Canadian Prairie Agrohydrology
Hydrological processes are incredibly complex in the sub-humid cold climate of the Canadian Prairies and define agricultural production. With a drive to improve understanding ag-water interactions of this region key processes of interest include snow accumulation and redistribution, snowmelt, frozen and unfrozen soil infiltration, soil water retention and transmission, evaporation from soils and wetlands, transpiration from crops, and runoff generation. Additional interests include the scaling of these processes from point to watershed scales and their interactions with agricultural management practices. These interests are investigates utilizing field based observations and modelling with specific work on:
Improving understanding of crop water use efficiency in contemporary agricultural production systems from field based observations.
Quantifying water balances of agricultural systems to understand the importance of different cold and warm season hydrological processes and interactions with agricultural practices.
Developing frameworks to identify and quantify opportunities to improve crop water availability and increase agricultural resilience to weather and climate extremes with optimization of land management practices such as stubble and crop residue management.
Developing modelling tools that integrate crop growth and hydrological processes that are appropriate to the cold-water limited climate of the Canadian prairies.
Improving representations of prairie hydrology in precision agriculture
Water underlies all aspects of agronomy with implications on yield potential, nutrient use efficiency, and carbon sequestration to name a few buzzwords. Growing capabilities of sensor networks and modelling tools to quantify weather and soil moisture at the field level and adoption of precision ag technologies to manage production provide many opportunities improve understanding of production risks and improve efficiencies. Multiple objectives can be supported with improved understanding and tools to quantify water dynamics underlying crop production in the cold water-limited prairies. Development of decision support tools that incorporate appropriate agrohydrology interactions is an ongoing interest to support (but not limited to):
- 4R nutrient management to optimize nutrient management to support economic and environmental goals
- Variable rate management based on spatial and temporal variability in crop available water
- Optimization of stubble and residue management to maximize crop water availability accounting for variability in soils, climate and antecedent moisture conditions.
Drone based remote sensing
The development of drone based remote sensing in the last decade offers an unprecedented ability to quantify the spatial variability of the land surface and associated hydrological processes. This interest spans sensor development, flight operations, data processing, and translation to scientific understandings with hundreds of hours of operations and terabytes of data generation across western Canada from the Prairies to the Rockies.
Specific interests include mapping the spatial variability of:
- Snow depth in open and forested environments from lidar and structure from motion techniques.
- Snow water eEquivalent with gamma ray spectroscopy
- Snow surface properties such as albedo and surface temperature from multi/hyperspectral and thermal sensors to resolve the snow surface energy balance.
- Crop Growth
- Physical structure such as height and LAI from lidar
- Stress with multispectral indices such as NDVI
- Surface temperature from thermal sensors to resolve water stress
- Integration of drone based observations, insitu meteorological observations, and energy balance modeling to quantify the spatial variability of crop water use.

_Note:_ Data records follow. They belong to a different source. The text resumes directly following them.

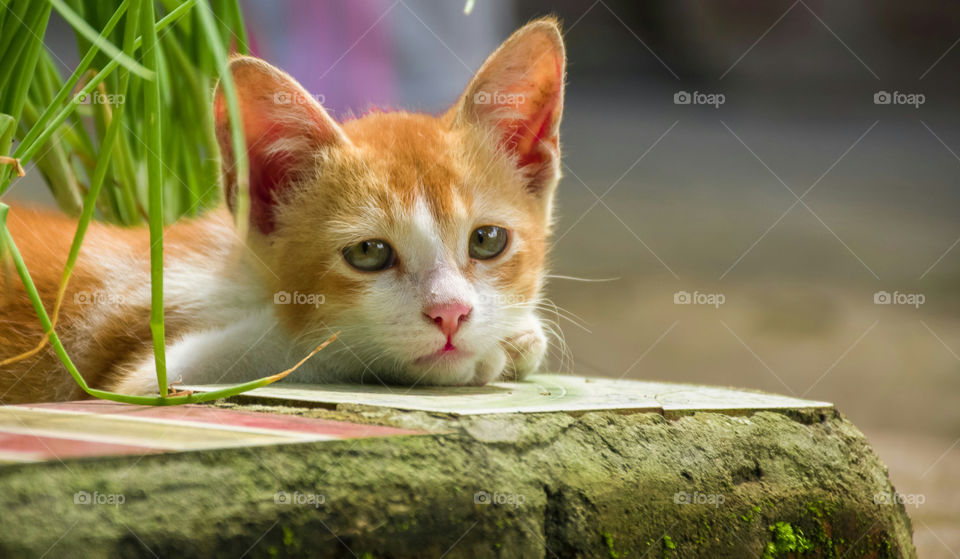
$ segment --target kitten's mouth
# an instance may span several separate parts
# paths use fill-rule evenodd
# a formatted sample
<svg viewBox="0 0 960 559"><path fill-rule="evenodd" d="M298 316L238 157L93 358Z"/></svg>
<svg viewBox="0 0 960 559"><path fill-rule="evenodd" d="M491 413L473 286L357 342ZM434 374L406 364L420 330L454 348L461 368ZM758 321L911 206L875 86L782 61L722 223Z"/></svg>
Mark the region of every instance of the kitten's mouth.
<svg viewBox="0 0 960 559"><path fill-rule="evenodd" d="M434 365L437 363L452 363L469 357L471 352L458 349L449 339L447 343L437 351L422 355L413 360L417 365Z"/></svg>

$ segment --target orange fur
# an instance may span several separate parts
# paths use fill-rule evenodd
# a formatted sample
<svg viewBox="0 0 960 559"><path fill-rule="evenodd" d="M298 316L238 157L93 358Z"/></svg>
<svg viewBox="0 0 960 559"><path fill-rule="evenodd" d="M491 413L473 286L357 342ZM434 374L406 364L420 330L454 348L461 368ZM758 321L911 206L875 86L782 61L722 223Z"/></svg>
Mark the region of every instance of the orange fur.
<svg viewBox="0 0 960 559"><path fill-rule="evenodd" d="M253 227L249 239L238 239L221 210L166 230L168 344L195 344L185 350L188 356L196 347L212 353L212 342L197 334L225 332L270 308L291 344L276 359L313 347L324 329L344 328L343 343L353 344L348 349L357 360L336 361L331 353L334 361L318 367L339 376L318 372L314 378L353 379L350 371L361 369L376 376L368 362L378 359L382 365L374 369L384 378L407 384L482 384L535 368L546 344L532 305L543 287L551 199L560 176L564 65L556 21L538 20L491 55L446 114L372 112L337 124L280 70L252 58L234 60ZM487 93L495 94L492 102L485 101ZM504 96L508 102L497 101ZM219 90L214 112L225 198L235 209L235 158ZM9 222L51 312L75 223L26 208L14 208ZM485 225L510 232L507 249L491 260L468 258L471 232ZM347 264L344 247L368 239L394 246L393 268L362 272ZM8 272L2 281L0 361L30 349L43 335L19 278ZM92 224L56 328L92 386L151 389L148 285L146 230ZM323 294L325 300L315 308L271 306L280 292ZM92 304L85 300L91 297ZM421 309L453 300L476 307L468 334L457 341L472 361L459 368L418 368L417 351L433 351L440 343ZM515 300L530 304L503 302ZM527 345L518 347L518 340ZM270 366L279 365L271 359ZM172 363L173 374L178 366L191 374L190 365ZM215 360L197 366L233 368ZM258 365L254 360L250 366ZM49 347L0 368L2 402L78 397L82 393Z"/></svg>

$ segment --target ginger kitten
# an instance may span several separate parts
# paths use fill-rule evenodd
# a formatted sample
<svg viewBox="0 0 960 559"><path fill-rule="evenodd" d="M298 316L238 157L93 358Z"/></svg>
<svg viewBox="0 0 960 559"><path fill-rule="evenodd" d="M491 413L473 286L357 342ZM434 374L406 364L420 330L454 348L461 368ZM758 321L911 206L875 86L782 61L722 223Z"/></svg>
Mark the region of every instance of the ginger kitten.
<svg viewBox="0 0 960 559"><path fill-rule="evenodd" d="M445 114L373 112L338 124L289 75L234 59L251 233L238 238L226 209L167 228L168 378L259 378L335 331L340 341L291 379L482 385L536 370L547 348L536 306L560 178L565 63L557 22L537 20L487 59ZM219 90L214 112L232 211ZM13 208L9 226L49 311L75 223ZM148 248L146 229L91 224L57 332L94 387L157 391ZM7 272L0 361L42 336ZM3 403L84 396L49 347L0 368Z"/></svg>

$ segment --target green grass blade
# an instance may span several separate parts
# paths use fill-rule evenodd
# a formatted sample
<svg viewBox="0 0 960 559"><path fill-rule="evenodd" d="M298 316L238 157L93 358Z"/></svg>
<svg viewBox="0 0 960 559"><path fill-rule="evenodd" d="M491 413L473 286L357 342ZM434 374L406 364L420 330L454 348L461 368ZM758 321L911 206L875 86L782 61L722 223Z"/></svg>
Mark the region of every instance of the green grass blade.
<svg viewBox="0 0 960 559"><path fill-rule="evenodd" d="M50 2L50 5L57 10L57 13L59 13L63 19L67 20L67 23L69 23L77 33L80 33L85 39L93 43L94 46L141 78L145 80L154 79L156 76L154 70L141 66L136 60L124 54L113 43L106 40L101 34L97 33L94 28L90 27L90 24L70 9L70 6L67 6L61 0L47 1Z"/></svg>
<svg viewBox="0 0 960 559"><path fill-rule="evenodd" d="M143 29L143 63L156 72L160 63L157 48L157 30L154 27L153 0L140 2L140 27ZM153 355L157 367L157 386L160 397L167 397L166 340L163 324L163 150L161 139L162 107L160 82L143 84L143 103L146 132L147 190L150 216L150 332L153 334Z"/></svg>

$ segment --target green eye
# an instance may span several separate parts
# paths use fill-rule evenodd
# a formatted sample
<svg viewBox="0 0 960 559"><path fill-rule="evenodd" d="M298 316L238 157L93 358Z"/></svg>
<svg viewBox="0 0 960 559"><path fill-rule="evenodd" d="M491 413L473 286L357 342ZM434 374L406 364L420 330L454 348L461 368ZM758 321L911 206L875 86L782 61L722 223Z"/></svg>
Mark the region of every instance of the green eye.
<svg viewBox="0 0 960 559"><path fill-rule="evenodd" d="M343 249L343 258L348 264L364 272L386 270L396 262L396 256L386 241L372 239L360 241Z"/></svg>
<svg viewBox="0 0 960 559"><path fill-rule="evenodd" d="M496 225L477 227L470 234L470 258L488 260L507 248L507 230Z"/></svg>

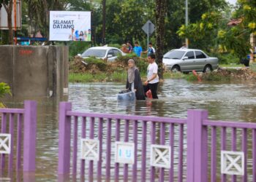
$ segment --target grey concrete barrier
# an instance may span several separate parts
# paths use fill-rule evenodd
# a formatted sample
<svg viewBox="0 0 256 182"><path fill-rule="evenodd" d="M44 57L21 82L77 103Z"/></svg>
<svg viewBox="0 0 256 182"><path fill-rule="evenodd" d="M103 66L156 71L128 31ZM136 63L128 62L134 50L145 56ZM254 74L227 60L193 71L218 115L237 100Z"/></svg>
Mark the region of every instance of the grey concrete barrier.
<svg viewBox="0 0 256 182"><path fill-rule="evenodd" d="M62 97L68 87L68 47L0 46L1 82L11 86L13 96Z"/></svg>

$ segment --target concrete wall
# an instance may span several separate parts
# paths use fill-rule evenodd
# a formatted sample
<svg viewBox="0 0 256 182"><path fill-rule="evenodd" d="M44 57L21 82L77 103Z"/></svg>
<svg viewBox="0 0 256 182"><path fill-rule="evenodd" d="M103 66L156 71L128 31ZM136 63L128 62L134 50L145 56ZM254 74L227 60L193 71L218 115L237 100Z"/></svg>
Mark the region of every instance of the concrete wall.
<svg viewBox="0 0 256 182"><path fill-rule="evenodd" d="M61 97L68 87L64 75L67 47L0 46L0 82L11 86L13 96Z"/></svg>

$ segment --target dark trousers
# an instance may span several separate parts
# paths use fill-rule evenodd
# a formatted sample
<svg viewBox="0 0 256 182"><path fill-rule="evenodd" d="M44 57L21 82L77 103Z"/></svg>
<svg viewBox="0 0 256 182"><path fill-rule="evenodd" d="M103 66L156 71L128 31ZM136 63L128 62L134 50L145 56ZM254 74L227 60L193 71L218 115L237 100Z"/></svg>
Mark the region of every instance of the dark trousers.
<svg viewBox="0 0 256 182"><path fill-rule="evenodd" d="M157 97L157 86L158 82L155 84L148 84L147 85L144 85L144 91L145 91L145 95L146 92L148 91L148 90L151 90L152 93L152 98L158 98Z"/></svg>

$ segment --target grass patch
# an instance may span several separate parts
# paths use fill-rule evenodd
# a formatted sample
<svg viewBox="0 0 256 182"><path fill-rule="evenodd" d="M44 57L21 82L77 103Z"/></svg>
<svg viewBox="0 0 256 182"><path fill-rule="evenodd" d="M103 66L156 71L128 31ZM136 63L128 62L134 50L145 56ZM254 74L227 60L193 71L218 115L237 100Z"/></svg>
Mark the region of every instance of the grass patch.
<svg viewBox="0 0 256 182"><path fill-rule="evenodd" d="M242 64L221 64L219 66L219 67L244 67L244 65Z"/></svg>
<svg viewBox="0 0 256 182"><path fill-rule="evenodd" d="M204 81L229 81L231 77L230 75L219 75L217 74L214 72L208 73L203 74L202 76L203 80Z"/></svg>
<svg viewBox="0 0 256 182"><path fill-rule="evenodd" d="M127 74L124 72L113 72L112 74L99 73L91 74L90 73L75 74L69 73L69 82L71 83L87 83L102 82L124 82Z"/></svg>

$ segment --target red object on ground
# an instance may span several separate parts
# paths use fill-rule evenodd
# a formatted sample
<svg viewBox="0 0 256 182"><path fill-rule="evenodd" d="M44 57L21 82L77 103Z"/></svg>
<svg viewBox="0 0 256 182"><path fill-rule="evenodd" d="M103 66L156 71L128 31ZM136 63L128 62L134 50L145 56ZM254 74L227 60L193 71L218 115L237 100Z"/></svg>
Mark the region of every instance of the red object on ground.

- A basic component of hydrological process understanding on landscape regular mapping of research site elevation utilizes both lidar and structure from motion techniques
- Have supported varied research efforts ranging from predictive soil mapping, glacier change monitoring, and estimation of snow storage chemical loading.
Drone based research is possible with involvement in the Smart Water System Laboratory and research supports of the Centre for Hydrology, the Global Institute for Water Security, and the Transformative Sensor Technologies and Smart Watersheds project.